Just Picture This
Allure - May 1997
As more consumers demand to see what they will look like before undergoing cosmetic surgery, computer imaging enables patients to preview and commit to plastic surgery. A promising technology, computer imaging systems will be used by almost half of all cosmetic surgeons by the year 2001. Ethical physicians address only what's bothering patients (with exception, e.g., advancing the patient's chin to get a good profile in proportion to a smaller nose). Critics charge that imaging machines promise more than they deliver by giving patients a false sense of security when they need to understand the limitations of surgery. And there are limitations.
"For example, you'll never be able to make a thick-skin nose into a projecting aquiline nose," says William J. Binder M.D., assistant clinical professor of head-and-neck surgery at UCLA, "because thick skin limits your ability to shape and form the nose. But the computer doesn't know that, nor does the techician who's operating it. It takes a doctor to calculate how thick the skin is compared with how thin and weak the cartilages are underneath."
The job of "imaging" is mostly delegated to a nurse or even a marketing assistant, but the imaging doctor can be penalized for telling the truth.
"It's the surgeon's job to explain to the patient what can and can't be accomplished," says Binder. "But if he draws a less-than-perfect nose on the computer...the patient will go elsewhere."

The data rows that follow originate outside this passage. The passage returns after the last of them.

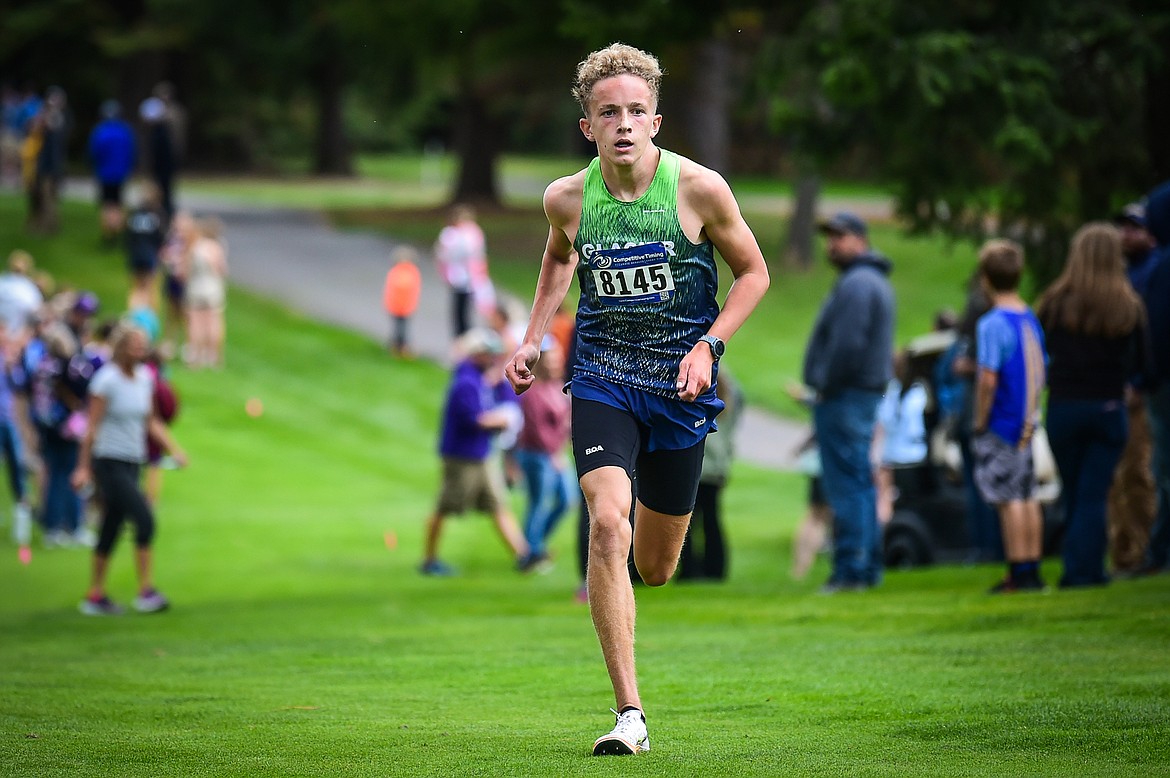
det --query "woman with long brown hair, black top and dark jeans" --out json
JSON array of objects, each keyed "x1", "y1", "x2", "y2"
[{"x1": 1037, "y1": 221, "x2": 1147, "y2": 587}]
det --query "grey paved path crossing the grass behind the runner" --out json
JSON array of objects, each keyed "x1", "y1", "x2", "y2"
[{"x1": 78, "y1": 182, "x2": 806, "y2": 469}]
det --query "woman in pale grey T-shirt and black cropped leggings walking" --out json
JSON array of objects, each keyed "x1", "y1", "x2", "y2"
[{"x1": 73, "y1": 325, "x2": 187, "y2": 615}]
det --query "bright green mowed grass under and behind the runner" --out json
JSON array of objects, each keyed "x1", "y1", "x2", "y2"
[{"x1": 0, "y1": 200, "x2": 1170, "y2": 777}]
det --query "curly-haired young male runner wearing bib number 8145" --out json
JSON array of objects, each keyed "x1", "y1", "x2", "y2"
[{"x1": 505, "y1": 43, "x2": 769, "y2": 755}]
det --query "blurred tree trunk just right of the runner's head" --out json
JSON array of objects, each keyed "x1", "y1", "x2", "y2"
[{"x1": 687, "y1": 37, "x2": 731, "y2": 175}]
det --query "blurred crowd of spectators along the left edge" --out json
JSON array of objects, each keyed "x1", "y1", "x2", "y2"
[{"x1": 0, "y1": 83, "x2": 216, "y2": 615}]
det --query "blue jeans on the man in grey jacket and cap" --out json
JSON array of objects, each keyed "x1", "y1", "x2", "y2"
[{"x1": 813, "y1": 390, "x2": 882, "y2": 586}]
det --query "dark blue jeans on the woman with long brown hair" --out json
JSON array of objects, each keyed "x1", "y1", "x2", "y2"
[{"x1": 1047, "y1": 399, "x2": 1129, "y2": 586}]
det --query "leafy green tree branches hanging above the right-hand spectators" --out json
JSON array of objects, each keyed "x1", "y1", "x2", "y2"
[{"x1": 777, "y1": 0, "x2": 1170, "y2": 278}]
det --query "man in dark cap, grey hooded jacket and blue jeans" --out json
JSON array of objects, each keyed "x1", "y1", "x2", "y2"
[{"x1": 804, "y1": 213, "x2": 894, "y2": 593}]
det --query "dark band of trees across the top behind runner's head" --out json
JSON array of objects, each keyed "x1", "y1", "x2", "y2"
[{"x1": 0, "y1": 0, "x2": 1170, "y2": 243}]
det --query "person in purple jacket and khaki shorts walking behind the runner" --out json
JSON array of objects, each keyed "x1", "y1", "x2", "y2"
[{"x1": 419, "y1": 329, "x2": 528, "y2": 576}]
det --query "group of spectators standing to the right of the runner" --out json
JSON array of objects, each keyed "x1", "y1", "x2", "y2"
[{"x1": 793, "y1": 183, "x2": 1170, "y2": 593}]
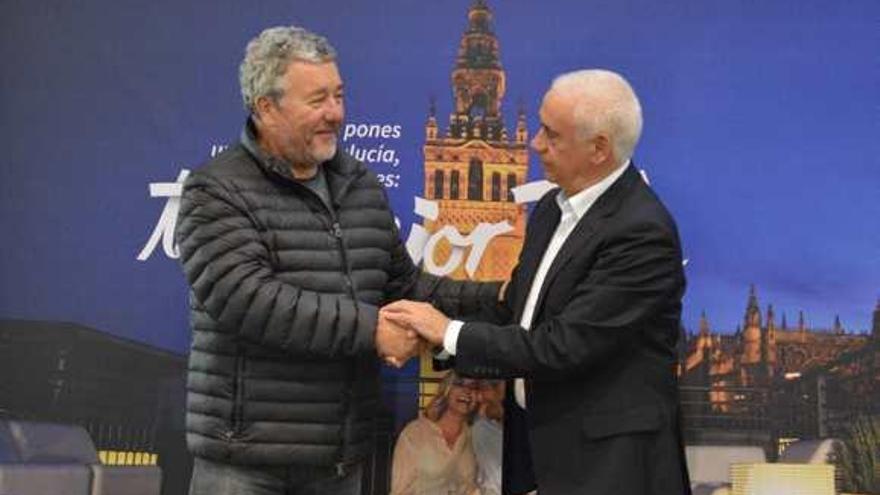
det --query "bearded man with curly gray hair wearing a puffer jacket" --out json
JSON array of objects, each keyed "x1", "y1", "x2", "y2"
[{"x1": 176, "y1": 26, "x2": 500, "y2": 495}]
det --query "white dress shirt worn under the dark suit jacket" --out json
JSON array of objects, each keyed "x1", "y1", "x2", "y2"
[{"x1": 443, "y1": 160, "x2": 630, "y2": 408}]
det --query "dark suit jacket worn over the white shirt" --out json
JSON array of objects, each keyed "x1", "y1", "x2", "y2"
[{"x1": 455, "y1": 165, "x2": 690, "y2": 495}]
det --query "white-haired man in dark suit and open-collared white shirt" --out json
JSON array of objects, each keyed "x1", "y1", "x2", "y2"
[{"x1": 382, "y1": 70, "x2": 690, "y2": 495}]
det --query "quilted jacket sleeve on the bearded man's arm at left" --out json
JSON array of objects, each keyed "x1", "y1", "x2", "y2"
[{"x1": 175, "y1": 173, "x2": 378, "y2": 358}]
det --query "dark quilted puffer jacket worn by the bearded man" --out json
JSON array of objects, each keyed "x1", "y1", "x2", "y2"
[{"x1": 176, "y1": 140, "x2": 498, "y2": 466}]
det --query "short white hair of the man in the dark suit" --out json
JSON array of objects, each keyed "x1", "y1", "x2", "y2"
[{"x1": 551, "y1": 69, "x2": 642, "y2": 165}]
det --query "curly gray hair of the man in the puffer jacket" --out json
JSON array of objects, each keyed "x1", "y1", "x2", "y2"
[{"x1": 238, "y1": 26, "x2": 336, "y2": 113}]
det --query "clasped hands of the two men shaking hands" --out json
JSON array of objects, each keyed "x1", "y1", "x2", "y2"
[{"x1": 376, "y1": 300, "x2": 449, "y2": 368}]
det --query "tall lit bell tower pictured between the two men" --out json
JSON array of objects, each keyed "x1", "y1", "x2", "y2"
[{"x1": 423, "y1": 0, "x2": 528, "y2": 280}]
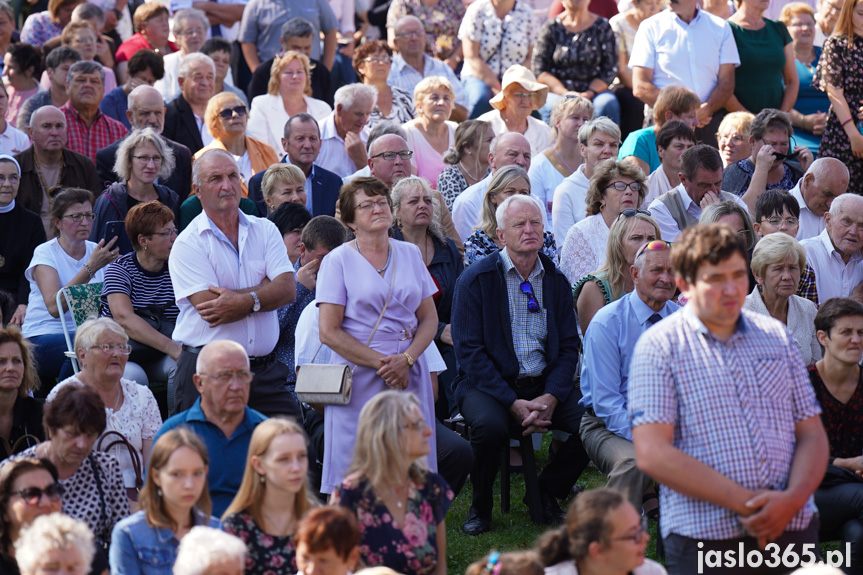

Fans of computer imaging say that it helps in being objective, e.g., that by bringing out the worst features, it also shows fine imperfections that may not have been seen in the exam chair. Ancillary procedures represent a profitable side benefit to imaging, according to a systems spokesman. Procedures secondary to one that a patient may originally seek are almost pure profit and can pay for a system. Patients may use computer imaging to their own advantage in seeking a surgeon. One charges $100 for imaging, applied toward the surgical fee. As a tool, the main advantage to computer imaging is in making a patient's wants clear and communicating that to the surgeon. Questions of more importance concern a doctor's board certification and patients' testimony.